From The Wall Street Journal -- password needed
Fund investors are reacting to the dip in stock prices by pulling assets, according to the WSJ
. In the week ending last Thursday they pulled an estimated $4 billion out of stock mutual funds, on a net basis, according to TrimTabs.com. According to AMG they pulled $1.1 billion for the week ending Wednesday. This compares to inflows of a net $13.3 billion the prior week. Only Schwab admitted slight outflows to the WSJ
both T. Rowe Price and Alliance Capital go on the record saying flows are fine.
Investors show no fear
From The Los Angeles Times
The fall in the market, one of the worst weeks ever, does not seem to be scaring mutual fund investors.

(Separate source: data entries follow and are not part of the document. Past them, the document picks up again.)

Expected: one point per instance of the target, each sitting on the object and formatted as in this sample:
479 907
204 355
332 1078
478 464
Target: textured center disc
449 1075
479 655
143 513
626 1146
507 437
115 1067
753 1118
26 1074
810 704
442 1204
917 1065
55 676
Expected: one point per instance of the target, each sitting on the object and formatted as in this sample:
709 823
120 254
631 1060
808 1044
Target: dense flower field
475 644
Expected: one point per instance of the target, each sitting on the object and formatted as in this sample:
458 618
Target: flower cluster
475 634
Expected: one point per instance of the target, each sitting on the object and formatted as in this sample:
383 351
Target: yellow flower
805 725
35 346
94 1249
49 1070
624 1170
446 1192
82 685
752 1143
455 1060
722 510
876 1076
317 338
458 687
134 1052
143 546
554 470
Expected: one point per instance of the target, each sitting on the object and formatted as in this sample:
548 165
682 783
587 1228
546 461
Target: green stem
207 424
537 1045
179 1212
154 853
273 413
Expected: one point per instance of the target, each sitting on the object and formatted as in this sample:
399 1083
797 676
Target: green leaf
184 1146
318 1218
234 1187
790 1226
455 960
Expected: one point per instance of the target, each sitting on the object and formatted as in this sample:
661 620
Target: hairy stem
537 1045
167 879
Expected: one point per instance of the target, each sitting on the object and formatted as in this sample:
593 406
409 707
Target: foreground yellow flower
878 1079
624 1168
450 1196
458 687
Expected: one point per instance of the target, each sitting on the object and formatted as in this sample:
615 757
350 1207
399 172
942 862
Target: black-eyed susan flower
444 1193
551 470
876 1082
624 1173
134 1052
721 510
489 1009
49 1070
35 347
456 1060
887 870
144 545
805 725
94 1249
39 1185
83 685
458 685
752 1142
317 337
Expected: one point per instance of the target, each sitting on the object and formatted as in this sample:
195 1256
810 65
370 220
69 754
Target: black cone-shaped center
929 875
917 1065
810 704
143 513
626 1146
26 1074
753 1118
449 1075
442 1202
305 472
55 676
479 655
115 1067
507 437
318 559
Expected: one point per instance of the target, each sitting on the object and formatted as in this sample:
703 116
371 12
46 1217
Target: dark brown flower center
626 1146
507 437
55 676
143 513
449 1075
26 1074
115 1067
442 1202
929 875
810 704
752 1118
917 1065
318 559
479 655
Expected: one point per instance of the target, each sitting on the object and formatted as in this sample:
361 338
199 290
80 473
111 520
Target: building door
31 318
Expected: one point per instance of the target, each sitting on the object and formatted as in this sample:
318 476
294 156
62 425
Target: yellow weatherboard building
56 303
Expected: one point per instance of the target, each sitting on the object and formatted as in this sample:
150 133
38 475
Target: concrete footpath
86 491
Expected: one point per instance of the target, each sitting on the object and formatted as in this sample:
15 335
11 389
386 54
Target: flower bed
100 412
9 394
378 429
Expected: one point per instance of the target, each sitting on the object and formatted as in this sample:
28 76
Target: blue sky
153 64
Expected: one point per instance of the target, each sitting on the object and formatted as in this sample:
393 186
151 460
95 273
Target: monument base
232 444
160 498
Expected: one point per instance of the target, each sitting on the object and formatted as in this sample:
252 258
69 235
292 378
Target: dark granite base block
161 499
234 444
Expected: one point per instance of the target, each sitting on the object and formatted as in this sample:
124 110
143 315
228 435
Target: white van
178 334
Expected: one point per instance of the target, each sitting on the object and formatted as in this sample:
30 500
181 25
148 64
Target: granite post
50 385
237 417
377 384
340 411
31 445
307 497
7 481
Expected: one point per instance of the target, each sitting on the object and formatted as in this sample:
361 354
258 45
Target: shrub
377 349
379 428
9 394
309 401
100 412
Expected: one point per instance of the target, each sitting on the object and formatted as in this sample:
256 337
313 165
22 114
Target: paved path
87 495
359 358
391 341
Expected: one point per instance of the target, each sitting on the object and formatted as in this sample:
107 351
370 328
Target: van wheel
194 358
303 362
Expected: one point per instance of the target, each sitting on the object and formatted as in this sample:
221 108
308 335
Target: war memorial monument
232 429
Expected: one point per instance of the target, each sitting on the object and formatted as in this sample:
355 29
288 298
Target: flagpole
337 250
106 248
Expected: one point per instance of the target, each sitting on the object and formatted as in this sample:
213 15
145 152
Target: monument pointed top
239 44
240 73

Some of the nation's largest fund companies -- including Fidelity Investments, American Century Investments, Vanguard Group, T. Rowe Price Associates and Invesco Funds Group -- say they haven't noticed even an increase in the number of calls to their phone centers, let alone redemption activity. It seems as investors have been learning from the past. Last year investors pulled a net $11.6 billion out of stock funds in August 1998, amid a major slide in the global markets prompted by Russia's bond default.
Too little too late
From The New York Post
Bob Stansky, the portfolio manager of Fidelity Investments' Magellan, has been off in his timing. He increased his tech weightings in the last three months, just as many stocks in that sector began to tank.
Stansky later he increased the tech allocation in the $92.2 billion fund to 22% at the end of September, up from 19.7% at the end of July. The poor timing to enter the tech market leaves Magellan shareholders with a year-to-date gain of only 4.2% -- far lower than top-performing funds.
Fidelity's medical fund doesn't deliver
Fidelity Select: Medical Delivery invests in health care delivery companies, however it has not delivered a competitive performance. The fund has had seven managers over the past 10 years and is ranking dead-last among health-care funds over the year-to-date, one-, five- and 10-year periods. Assets have dropped from $250 million in 1994 to just over $50 million today. Industry experts say the problem is the fund's focus on medical delivery names. Other health funds own pharmaceuticals, which have done much better over the past couple of years. Some might say the poor performance has come from a high turnover in managers but Fidelity's 39 Select funds, which charge a 3% load, all have a high turnover because they are a training ground for aspiring portfolio managers.